Within other countries, there is little doubt that similar government investment has also been instrumental in supporting successful AM hardware & software developments. MTT Tooling Technologies, which was acquired last year by Renishaw PLC successfully used UK grant funding to develop strategic partnership with Universities including Liverpool and Loughborough, along with technology centres such as TWI. Through these ‘collaborations’, MTT was able to develop a credible and competitive SLM technology platform along with a customer base and patents, making them an attractive acquisition for a global player like Renishaw. There are many other success stories of AM related companies around the world built on similar public sector funded foundations, including Materialise in Belgium, Solidica in the USA & Materials Solutions in the UK. In fact the UK AM supply chain as a whole is no stranger to grant funding, having benefited from over £83M of public sector investment since 2007.

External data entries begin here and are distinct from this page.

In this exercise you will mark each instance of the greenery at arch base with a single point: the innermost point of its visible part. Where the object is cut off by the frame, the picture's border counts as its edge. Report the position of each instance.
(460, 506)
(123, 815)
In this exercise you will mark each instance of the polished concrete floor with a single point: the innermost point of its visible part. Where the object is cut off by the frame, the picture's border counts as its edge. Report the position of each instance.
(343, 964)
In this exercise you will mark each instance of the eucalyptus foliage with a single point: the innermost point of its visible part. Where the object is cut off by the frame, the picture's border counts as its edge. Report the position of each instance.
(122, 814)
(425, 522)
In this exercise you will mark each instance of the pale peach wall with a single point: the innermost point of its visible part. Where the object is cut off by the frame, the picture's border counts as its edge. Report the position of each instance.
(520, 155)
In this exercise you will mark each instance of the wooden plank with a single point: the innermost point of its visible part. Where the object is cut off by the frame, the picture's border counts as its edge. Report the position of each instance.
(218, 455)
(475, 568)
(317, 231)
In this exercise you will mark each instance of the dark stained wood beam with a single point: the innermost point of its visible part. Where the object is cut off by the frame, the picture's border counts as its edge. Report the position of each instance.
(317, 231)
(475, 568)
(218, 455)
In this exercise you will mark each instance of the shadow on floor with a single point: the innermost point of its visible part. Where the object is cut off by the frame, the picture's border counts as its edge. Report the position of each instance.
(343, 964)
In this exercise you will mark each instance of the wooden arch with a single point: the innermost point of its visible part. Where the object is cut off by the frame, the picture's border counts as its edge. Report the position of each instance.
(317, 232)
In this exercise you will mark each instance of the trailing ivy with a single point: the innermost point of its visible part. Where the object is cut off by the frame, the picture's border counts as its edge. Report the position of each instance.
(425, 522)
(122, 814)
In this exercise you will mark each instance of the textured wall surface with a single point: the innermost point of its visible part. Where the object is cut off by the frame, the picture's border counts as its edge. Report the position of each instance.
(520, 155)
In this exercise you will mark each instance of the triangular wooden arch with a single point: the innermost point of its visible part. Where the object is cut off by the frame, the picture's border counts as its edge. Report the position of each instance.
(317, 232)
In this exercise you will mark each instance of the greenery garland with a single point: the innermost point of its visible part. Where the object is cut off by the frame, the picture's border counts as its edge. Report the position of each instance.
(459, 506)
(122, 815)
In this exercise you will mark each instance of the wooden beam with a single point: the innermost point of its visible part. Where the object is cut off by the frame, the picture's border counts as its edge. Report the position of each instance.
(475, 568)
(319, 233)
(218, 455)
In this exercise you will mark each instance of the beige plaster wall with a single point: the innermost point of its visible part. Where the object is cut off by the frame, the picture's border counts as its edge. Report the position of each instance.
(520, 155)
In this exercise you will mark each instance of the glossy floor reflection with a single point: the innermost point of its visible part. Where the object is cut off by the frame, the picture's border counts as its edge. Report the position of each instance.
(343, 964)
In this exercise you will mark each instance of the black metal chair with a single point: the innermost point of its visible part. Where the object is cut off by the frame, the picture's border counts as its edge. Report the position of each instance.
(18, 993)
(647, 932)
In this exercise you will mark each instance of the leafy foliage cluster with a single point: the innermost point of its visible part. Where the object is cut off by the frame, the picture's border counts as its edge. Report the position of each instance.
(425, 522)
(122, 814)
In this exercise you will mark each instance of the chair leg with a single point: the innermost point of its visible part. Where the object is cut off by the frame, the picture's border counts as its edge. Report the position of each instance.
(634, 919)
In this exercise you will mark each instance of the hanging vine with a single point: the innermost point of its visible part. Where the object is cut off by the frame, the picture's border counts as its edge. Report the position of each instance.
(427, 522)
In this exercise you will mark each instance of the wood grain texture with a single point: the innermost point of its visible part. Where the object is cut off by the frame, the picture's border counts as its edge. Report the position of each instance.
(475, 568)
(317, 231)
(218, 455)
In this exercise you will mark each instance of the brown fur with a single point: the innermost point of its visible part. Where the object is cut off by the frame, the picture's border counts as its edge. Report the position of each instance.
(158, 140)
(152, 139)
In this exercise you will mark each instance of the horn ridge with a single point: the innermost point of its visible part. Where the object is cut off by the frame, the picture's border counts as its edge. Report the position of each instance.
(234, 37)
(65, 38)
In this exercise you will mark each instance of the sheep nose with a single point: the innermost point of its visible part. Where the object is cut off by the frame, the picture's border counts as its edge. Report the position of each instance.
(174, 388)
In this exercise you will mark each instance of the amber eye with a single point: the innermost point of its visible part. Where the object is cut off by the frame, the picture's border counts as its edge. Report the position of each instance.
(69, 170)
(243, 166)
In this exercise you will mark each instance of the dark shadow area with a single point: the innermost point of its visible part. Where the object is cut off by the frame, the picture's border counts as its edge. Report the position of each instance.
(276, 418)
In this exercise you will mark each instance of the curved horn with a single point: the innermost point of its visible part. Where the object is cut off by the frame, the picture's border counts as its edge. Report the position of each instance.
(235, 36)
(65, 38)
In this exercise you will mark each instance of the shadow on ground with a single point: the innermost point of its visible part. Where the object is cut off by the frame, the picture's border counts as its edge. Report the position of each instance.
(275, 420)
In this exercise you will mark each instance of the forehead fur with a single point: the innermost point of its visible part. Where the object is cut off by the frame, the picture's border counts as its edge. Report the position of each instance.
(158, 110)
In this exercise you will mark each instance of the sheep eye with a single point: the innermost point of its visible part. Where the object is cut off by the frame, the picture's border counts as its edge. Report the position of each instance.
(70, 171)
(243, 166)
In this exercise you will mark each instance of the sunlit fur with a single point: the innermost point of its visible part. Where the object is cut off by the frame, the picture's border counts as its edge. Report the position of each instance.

But surely in these times of global economic slowdown and wide spread austerity measures the public sector investment engine must now be running on fumes?
Yes, but not where AM / 3DP is concerned!
As both a disruptive and enabling technology, AM/3DP is seen by governments as exactly what is needed to reinvigorate manufacturing activity in high wage economies. The Obama administration recently committed $45-million to establish an AM technology initiative, and AM/3DP was recently identified by the UK Technology Strategy Board (TSB) as a key enabling technology that could stimulate the countries stagnant manufacturing economy. So much so, that on the 3rd December 2012 the TSB opened a £7-million grant fund specifically aimed at supporting UK Additive Manufacturing projects. Entitled “Inspiring new design freedoms in Additive Manufacturing and 3D Printing”, funding has been ring fenced to support collaborative projects from £100K up to a cool £1.5-million.
However, scientists and boffins beware, for processing moon rock this is not!
This funding call is all about ‘exploitation’, taking todays AM technologies and applying them to today’s products and supply chains. Of course, the funding will be targeted at projects where there is an element of business & technology risk, but it is clear that the TSB want to see real commercial applications within the next few years. The other caveat to a successful funding submission is collaboration, with projects expected to include companies from different sectors, disciplines and backgrounds, mashing-up retailers with engineers, computer scientists with materials folk.
The TSB are holding a briefing and consortium building workshop in London on 11th December for companies and individuals interested in putting forward proposals. Pre-registration is essential, but attendance is not mandatory, but it is never a bad thing to hear how best to circumvent the red tape and bureaucracy.